The great write down will come, because very shortly someone must pay. The reactionary forces want the write down to come in the form of ending Social Security, and indeed all of the social safety net, and turn the US government in fact and name into an insurance company for their investments. . . .

[The solution] is what is already happening: nationalization. The reality is that the United States is in a situation were it must, as a national unit, optimize its exports and imports. While the market mechanism will be part of this process, the incentives of the market mechanism will have to be determined by politics. The market has been proved over and over again to be unable to price its own meta. This is in fact part of the theory of market economics. . . .

The natural solution is not to stop with nationalizing AIG, but to continue to nationalize not merely the financial sector but the media sector as well. Since the financial crisis has not reached that point, it will not happen yet. But it will one day, and on that day the media sector will be ripe for nationalization as well. This is a dangerous process, but it is also a necessary one. It can be effected by regulation, and in many cases by simply applying regulations which have been long ignored.

Nationalize the entire banking system? And the media? Wow, far out stuff. But that's a first reaction. Talk a walk, go for a run or bike ride, and think about it, and the audacious correctness of it becomes apparent. And what do we find today? Todd Gitlin on TPMCafe pointing to Steve Fraser writing on Tomdispatch:

A real democratic nationalization of the banks -- good value for our money rather than good money to add to their value -- should be part of the policy agenda up for discussion in the Obama era. As things now stand, the public supplies the loans and the investment capital, but the key decisions about how they are to be deployed remain in private hands. A democratic version of nationalizing the financial system would transfer these critical decisions to new institutions created by the Congress and designed to pursue public, not private, objectives. How to subject the flow of credit and investment capital to public control ought to be on the drawing boards if we are to look beyond the old New Deal to a new one.

Or, for instance, if we are to bail out the auto industry, which we should -- millions of jobs, businesses, communities, and what's left of once powerful and proud unions are at stake -- then why not talk about its nationalization, too? Why not create a representative body of workers, consumers, environmentalists, suppliers, and other interested parties to supervise the industry's reorganization and retooling to produce, just as the president-elect says he wants, new green means of transportation -- and not just cars?

So far, the boldest calls for action, from people like Robert Reich and Paul Krugman, have been for a "massive" stimulus program of $700 billion or so a year for two years. But is $1.5 trillion enough to turn around a $15 trillion economy and steer it into the future? I believe just infrastructure needs along amount to over $5 trillion. How much will a national health system cost? Such numbers used to be politically improbable. That was before Wall Street stuck a gun to our heads and demanded $8.490 trillion.
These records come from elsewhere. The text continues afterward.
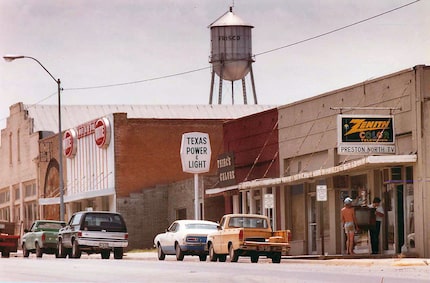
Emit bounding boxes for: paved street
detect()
[4,251,430,283]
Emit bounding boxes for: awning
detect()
[238,154,417,190]
[206,154,417,195]
[39,188,115,205]
[206,185,239,195]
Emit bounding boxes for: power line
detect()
[254,0,421,56]
[64,0,421,90]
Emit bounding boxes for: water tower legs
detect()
[209,64,258,104]
[249,64,258,104]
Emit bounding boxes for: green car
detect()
[22,220,66,257]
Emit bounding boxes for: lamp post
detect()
[3,55,64,221]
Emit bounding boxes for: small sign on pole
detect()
[317,185,327,201]
[180,132,212,220]
[181,132,211,173]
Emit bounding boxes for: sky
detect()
[0,0,430,129]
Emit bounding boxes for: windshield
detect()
[185,223,217,230]
[82,213,127,232]
[37,222,65,231]
[228,217,269,228]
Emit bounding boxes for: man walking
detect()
[369,197,384,254]
[340,197,358,255]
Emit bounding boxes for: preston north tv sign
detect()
[337,115,396,155]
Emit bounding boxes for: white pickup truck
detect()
[206,214,291,263]
[57,211,128,259]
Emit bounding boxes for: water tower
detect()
[209,7,257,104]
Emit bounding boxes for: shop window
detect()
[0,206,10,221]
[25,183,36,197]
[13,187,21,200]
[16,129,21,162]
[9,133,12,165]
[0,189,10,203]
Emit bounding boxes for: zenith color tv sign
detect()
[337,115,396,155]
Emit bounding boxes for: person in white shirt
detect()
[369,197,384,254]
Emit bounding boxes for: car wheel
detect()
[1,248,10,257]
[272,253,281,263]
[35,243,43,257]
[175,244,184,261]
[209,245,218,262]
[113,248,124,259]
[157,244,166,260]
[199,255,207,261]
[22,243,30,257]
[57,240,67,258]
[228,244,239,262]
[72,240,82,258]
[100,250,110,259]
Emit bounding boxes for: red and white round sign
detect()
[94,118,111,148]
[63,129,77,158]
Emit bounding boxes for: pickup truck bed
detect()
[207,214,291,263]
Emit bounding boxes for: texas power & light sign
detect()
[180,132,211,173]
[337,115,396,155]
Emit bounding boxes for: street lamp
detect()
[3,55,64,221]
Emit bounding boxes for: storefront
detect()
[209,66,430,257]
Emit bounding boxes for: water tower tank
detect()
[209,7,253,81]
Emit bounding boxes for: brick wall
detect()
[114,113,224,197]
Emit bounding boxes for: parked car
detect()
[57,211,128,259]
[154,220,218,261]
[21,220,66,257]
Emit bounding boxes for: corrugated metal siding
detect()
[25,105,276,133]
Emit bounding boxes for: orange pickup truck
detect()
[206,214,291,263]
[0,221,19,257]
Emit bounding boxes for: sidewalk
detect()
[124,251,430,270]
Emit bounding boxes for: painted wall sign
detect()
[63,129,77,158]
[217,152,236,187]
[337,115,396,155]
[94,118,111,148]
[180,132,212,173]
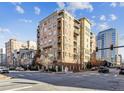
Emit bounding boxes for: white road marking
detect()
[18,74,24,77]
[5,86,32,91]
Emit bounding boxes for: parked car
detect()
[117,67,121,70]
[0,67,9,74]
[98,66,109,73]
[119,68,124,74]
[16,67,24,71]
[91,67,98,71]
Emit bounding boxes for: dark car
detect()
[91,67,98,71]
[119,68,124,74]
[0,67,9,74]
[98,66,109,73]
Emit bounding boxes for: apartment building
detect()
[90,32,96,64]
[97,28,118,63]
[37,10,80,70]
[13,48,36,68]
[79,18,91,69]
[5,39,36,66]
[0,48,6,65]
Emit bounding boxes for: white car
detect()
[0,67,9,74]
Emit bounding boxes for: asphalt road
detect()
[0,69,124,91]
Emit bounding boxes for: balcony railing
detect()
[74,30,79,35]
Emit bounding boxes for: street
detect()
[0,69,124,91]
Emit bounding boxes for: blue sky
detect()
[0,2,124,55]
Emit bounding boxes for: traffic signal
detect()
[110,45,114,50]
[96,47,98,52]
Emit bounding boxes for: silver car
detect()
[0,67,9,74]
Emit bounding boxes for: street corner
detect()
[0,74,13,80]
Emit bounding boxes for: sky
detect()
[0,2,124,57]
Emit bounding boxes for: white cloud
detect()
[16,5,24,14]
[92,16,96,19]
[19,19,32,23]
[57,2,65,9]
[110,2,117,7]
[110,14,117,21]
[120,2,124,7]
[34,6,40,15]
[11,2,22,5]
[100,15,106,21]
[110,2,124,7]
[0,27,10,33]
[98,22,109,31]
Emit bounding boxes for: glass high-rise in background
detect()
[97,28,118,62]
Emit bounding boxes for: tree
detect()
[32,48,41,66]
[86,62,92,69]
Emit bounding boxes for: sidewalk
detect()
[0,74,11,80]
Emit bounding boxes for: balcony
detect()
[74,20,80,29]
[74,30,79,35]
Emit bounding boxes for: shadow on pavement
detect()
[8,73,121,91]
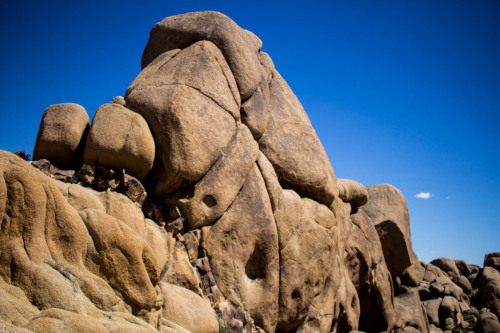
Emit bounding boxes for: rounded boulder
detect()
[83,103,155,179]
[33,103,90,169]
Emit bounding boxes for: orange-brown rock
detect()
[33,103,90,169]
[83,103,155,179]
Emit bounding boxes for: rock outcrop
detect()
[0,12,500,332]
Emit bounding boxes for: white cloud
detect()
[415,192,432,199]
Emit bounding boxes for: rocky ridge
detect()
[0,12,500,332]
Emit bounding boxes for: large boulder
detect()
[345,211,397,332]
[83,103,155,179]
[0,151,162,332]
[125,41,239,194]
[160,282,219,333]
[361,184,424,285]
[142,11,262,99]
[33,103,90,169]
[431,258,460,278]
[259,71,338,205]
[394,289,429,333]
[478,266,500,317]
[201,164,282,332]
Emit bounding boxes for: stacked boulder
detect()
[0,12,500,332]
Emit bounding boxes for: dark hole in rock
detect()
[245,245,266,280]
[203,194,217,208]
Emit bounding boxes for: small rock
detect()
[167,217,184,237]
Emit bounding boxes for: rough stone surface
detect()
[346,211,396,332]
[478,266,500,317]
[337,178,368,208]
[178,124,259,229]
[83,103,155,179]
[202,165,280,331]
[33,103,90,169]
[0,12,500,333]
[394,289,429,333]
[477,312,500,333]
[431,258,460,278]
[361,184,418,278]
[142,11,262,99]
[160,283,219,333]
[259,71,338,205]
[125,41,238,194]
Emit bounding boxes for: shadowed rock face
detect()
[0,12,499,332]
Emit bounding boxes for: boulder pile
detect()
[0,12,500,333]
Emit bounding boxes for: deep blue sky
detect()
[0,0,500,265]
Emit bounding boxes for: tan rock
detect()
[484,252,500,271]
[423,264,447,282]
[455,259,472,277]
[80,209,161,313]
[201,165,284,332]
[160,282,219,333]
[422,298,443,326]
[275,190,337,330]
[125,41,239,194]
[142,11,262,100]
[431,258,460,278]
[394,289,429,333]
[27,308,158,333]
[241,78,271,140]
[477,312,500,333]
[0,277,38,326]
[337,178,368,207]
[478,266,500,317]
[178,124,259,229]
[161,241,203,295]
[345,210,397,332]
[259,71,338,205]
[83,103,155,179]
[361,184,418,278]
[33,103,90,169]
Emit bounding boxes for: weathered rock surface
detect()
[160,283,219,333]
[259,71,338,205]
[394,289,429,333]
[33,103,90,169]
[361,184,423,285]
[125,41,239,194]
[0,12,500,333]
[345,211,396,332]
[83,103,155,179]
[142,11,262,99]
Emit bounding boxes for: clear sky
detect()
[0,0,500,266]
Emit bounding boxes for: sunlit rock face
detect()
[0,12,499,332]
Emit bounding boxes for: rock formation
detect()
[0,12,500,332]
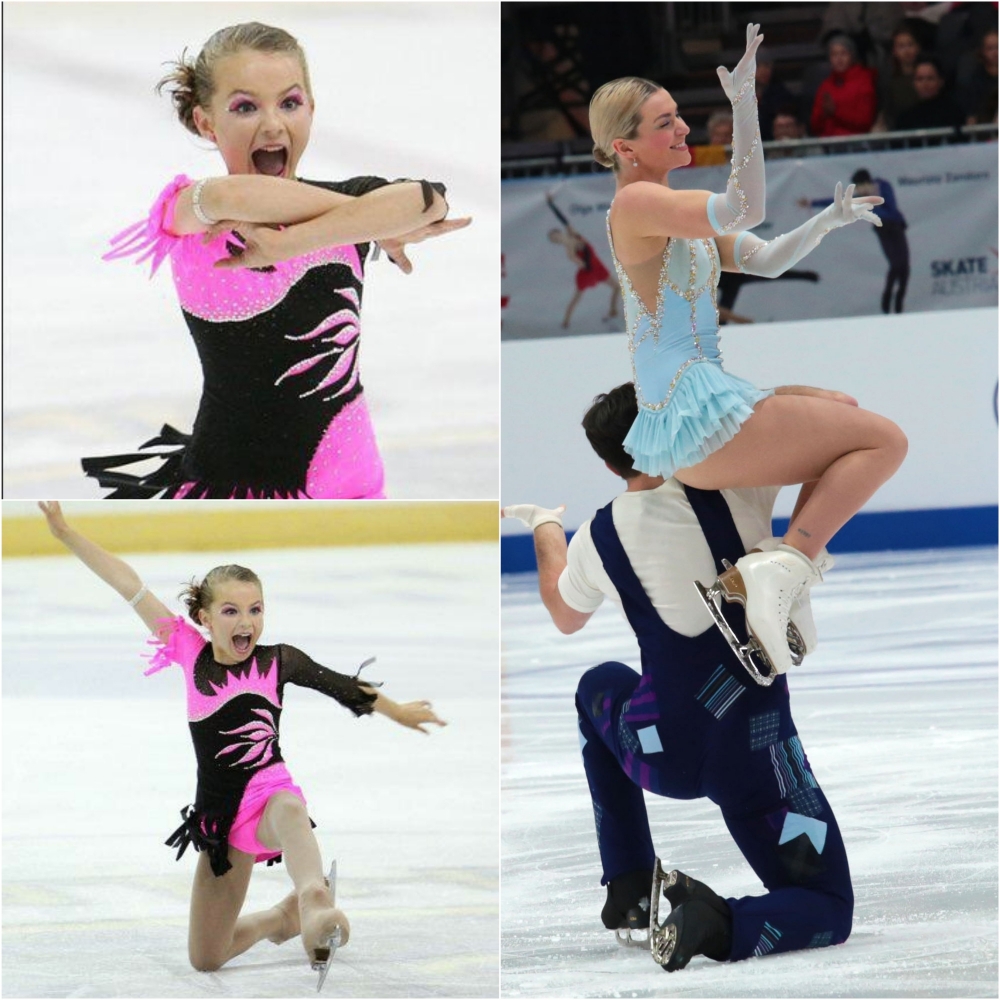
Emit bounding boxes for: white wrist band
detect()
[191,177,219,226]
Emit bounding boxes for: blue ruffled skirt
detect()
[624,361,774,477]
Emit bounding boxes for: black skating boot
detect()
[601,868,653,946]
[650,862,733,972]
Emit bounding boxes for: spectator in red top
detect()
[810,35,877,138]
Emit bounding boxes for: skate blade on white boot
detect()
[615,927,650,948]
[312,861,342,993]
[694,559,776,687]
[649,858,677,966]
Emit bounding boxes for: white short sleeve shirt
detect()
[559,479,779,636]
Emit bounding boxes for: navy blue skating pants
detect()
[576,663,854,961]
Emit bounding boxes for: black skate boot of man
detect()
[649,859,733,972]
[601,868,653,948]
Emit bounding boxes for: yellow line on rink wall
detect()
[3,500,499,556]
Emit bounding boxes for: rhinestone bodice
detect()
[607,212,722,410]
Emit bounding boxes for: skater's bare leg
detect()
[188,847,258,972]
[788,479,819,526]
[257,792,351,957]
[563,288,583,330]
[676,395,907,559]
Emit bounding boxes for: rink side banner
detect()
[3,500,497,558]
[501,143,997,340]
[500,308,997,567]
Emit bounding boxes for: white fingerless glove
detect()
[708,24,764,236]
[503,503,566,531]
[733,184,883,278]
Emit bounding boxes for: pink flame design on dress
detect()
[274,348,339,385]
[215,708,278,768]
[299,344,358,399]
[285,309,358,340]
[187,656,281,722]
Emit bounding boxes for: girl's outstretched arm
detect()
[361,684,448,735]
[611,24,765,245]
[170,174,447,246]
[205,182,450,268]
[716,182,882,278]
[38,500,172,633]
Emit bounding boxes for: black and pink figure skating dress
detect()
[146,617,377,876]
[83,175,444,499]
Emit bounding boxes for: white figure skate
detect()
[695,545,820,687]
[312,861,343,993]
[750,537,836,667]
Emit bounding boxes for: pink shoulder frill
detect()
[101,174,192,277]
[144,615,208,677]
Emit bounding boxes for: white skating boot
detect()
[750,536,836,666]
[719,545,820,674]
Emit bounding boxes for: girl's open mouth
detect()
[250,146,288,177]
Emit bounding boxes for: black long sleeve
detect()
[281,644,378,715]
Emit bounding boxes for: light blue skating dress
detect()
[607,212,773,476]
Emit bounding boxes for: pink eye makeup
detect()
[229,97,257,115]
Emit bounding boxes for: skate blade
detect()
[312,927,341,993]
[615,927,649,948]
[694,580,778,687]
[786,622,806,667]
[649,858,680,968]
[312,859,343,993]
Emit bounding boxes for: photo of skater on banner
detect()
[502,145,997,339]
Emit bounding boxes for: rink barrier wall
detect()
[500,309,998,548]
[500,507,1000,573]
[3,500,497,557]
Thanks to Naomi Klein, we now understand how the elites use the shock doctrine to impose unwanted changes on entire populations; clearly, we are living in such a time. But we do not have to let the elites choose our future for us. We have a clear list of needs requiring funding. Thus far, the financial and banking system has refused to meet those funding needs. But a new path is opening before us. The politically improbable is inexorably becoming the politically possible.

So, how best do we seize the moment?